While the likelihood of a cybersecurity breach may be difficult to quantify, manufacturers should consider what knowledge and access would be required to carry out an attack and how valuable the data collected by the device might be to potential hackers.
Device manufacturers should incorporate security and usability considerations into an effective cybersecurity plan during the earliest stages of design and development to help prevent costly changes or delays downstream. This requires collaboration between R&D, IT, and product engineering teams to ensure that devices are designed with the right threats in mind.
An effective cybersecurity plan should incorporate both premarket and postmarket phases and address risk management from device conception to disposal. Software-enabled devices will require a plan for maintaining security throughout the device lifecycle. The cybersecurity plan should also include a process for monitoring and managing the ongoing security of the device in the face of emerging vulnerabilities.

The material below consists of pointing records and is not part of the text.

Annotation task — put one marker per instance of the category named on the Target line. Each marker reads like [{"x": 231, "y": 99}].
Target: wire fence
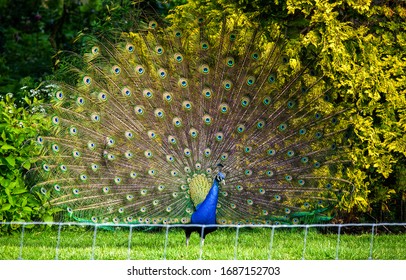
[{"x": 337, "y": 230}]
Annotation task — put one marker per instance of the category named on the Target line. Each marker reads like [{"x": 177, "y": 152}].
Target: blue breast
[{"x": 205, "y": 213}]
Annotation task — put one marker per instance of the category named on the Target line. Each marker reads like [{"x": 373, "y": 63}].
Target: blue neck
[{"x": 205, "y": 213}]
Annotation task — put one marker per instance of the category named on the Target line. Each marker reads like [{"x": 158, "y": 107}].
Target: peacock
[{"x": 195, "y": 119}]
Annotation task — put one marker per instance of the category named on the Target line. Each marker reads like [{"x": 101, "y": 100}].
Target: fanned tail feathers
[{"x": 138, "y": 132}]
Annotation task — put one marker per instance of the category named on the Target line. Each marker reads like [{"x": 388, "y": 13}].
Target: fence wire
[{"x": 373, "y": 227}]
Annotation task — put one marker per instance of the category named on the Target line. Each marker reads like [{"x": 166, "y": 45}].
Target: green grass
[{"x": 253, "y": 244}]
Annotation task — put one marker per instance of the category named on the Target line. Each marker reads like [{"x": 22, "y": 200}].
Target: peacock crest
[{"x": 144, "y": 126}]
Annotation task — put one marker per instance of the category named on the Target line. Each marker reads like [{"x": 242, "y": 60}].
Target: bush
[{"x": 19, "y": 127}]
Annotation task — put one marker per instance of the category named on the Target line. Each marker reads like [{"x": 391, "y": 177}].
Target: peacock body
[{"x": 203, "y": 121}]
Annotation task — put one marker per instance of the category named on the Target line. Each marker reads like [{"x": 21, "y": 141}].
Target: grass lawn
[{"x": 253, "y": 244}]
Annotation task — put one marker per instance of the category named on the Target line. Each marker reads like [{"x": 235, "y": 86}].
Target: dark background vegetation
[{"x": 361, "y": 46}]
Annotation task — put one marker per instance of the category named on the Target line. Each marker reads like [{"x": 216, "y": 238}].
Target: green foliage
[
  {"x": 18, "y": 126},
  {"x": 360, "y": 46}
]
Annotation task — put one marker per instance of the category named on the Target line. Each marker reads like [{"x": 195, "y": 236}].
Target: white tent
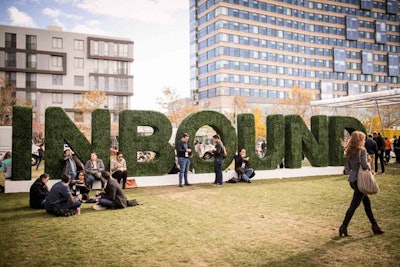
[{"x": 366, "y": 100}]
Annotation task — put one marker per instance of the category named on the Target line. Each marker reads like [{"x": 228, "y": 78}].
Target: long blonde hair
[{"x": 355, "y": 143}]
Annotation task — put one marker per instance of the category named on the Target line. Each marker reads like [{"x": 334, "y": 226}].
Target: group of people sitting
[
  {"x": 67, "y": 195},
  {"x": 71, "y": 165}
]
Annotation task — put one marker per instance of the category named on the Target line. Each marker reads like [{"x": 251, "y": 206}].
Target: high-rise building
[
  {"x": 260, "y": 50},
  {"x": 51, "y": 67}
]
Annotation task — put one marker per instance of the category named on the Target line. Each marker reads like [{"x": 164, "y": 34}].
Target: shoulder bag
[{"x": 366, "y": 182}]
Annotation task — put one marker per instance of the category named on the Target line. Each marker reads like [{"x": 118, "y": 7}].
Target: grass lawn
[{"x": 282, "y": 222}]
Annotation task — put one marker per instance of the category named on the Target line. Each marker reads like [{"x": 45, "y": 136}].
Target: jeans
[
  {"x": 380, "y": 156},
  {"x": 105, "y": 203},
  {"x": 247, "y": 173},
  {"x": 218, "y": 170},
  {"x": 121, "y": 175},
  {"x": 184, "y": 164},
  {"x": 66, "y": 206},
  {"x": 355, "y": 202},
  {"x": 92, "y": 178}
]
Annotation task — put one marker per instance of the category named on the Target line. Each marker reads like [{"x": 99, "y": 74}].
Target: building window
[
  {"x": 78, "y": 44},
  {"x": 106, "y": 48},
  {"x": 95, "y": 48},
  {"x": 78, "y": 80},
  {"x": 31, "y": 99},
  {"x": 57, "y": 43},
  {"x": 57, "y": 79},
  {"x": 57, "y": 98},
  {"x": 31, "y": 42},
  {"x": 10, "y": 60},
  {"x": 11, "y": 78},
  {"x": 11, "y": 40},
  {"x": 78, "y": 63},
  {"x": 122, "y": 102},
  {"x": 106, "y": 84},
  {"x": 31, "y": 61},
  {"x": 56, "y": 61},
  {"x": 30, "y": 81},
  {"x": 78, "y": 117}
]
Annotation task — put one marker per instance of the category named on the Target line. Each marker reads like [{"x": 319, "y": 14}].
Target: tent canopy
[{"x": 366, "y": 100}]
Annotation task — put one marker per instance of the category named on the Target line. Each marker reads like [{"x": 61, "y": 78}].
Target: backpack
[
  {"x": 224, "y": 152},
  {"x": 233, "y": 180}
]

Many device industry giants—including BD, Abbott, Siemens, Philips, Medtronic, Johnson & Johnson, Boston Scientific, and Strykerv—have pledged to publicly share vulnerability information in the event of a cybersecurity breach on their devices. Industry-wide transparency is critical, but it can also be challenging because of the inherent tension between sharing vulnerability information and protecting intellectual property.
In October 2018, the FDA announced a memorandum of agreement with the U.S. Department of Homeland Security to improve collaboration and sharing of information to address medical device cybersecurity risks. Moreover, the U.S. Department of Health and Human Services’ Office of Inspector General has issued a report calling for the FDA to establish written procedures for securely sharing sensitive information about cybersecurity events with key stakeholders.
For manufacturers of networked medical devices, cybersecurity is becoming an increasingly important aspect of regulatory oversight and may even be a point of competitive differentiation. In fact, a recent survey showed that 62 percent of customers value cybersecurity more than ease of use in a medical device. As the responsibility of risk management ultimately lies with the medical device manufacturers who are bringing innovations to market, making cybersecurity a priority is a must.
Nach Davé is vice president of development strategy at Premier Research, where he advises medical device manufacturers on cybersecurity matters related to U.S. and European regulatory requirements.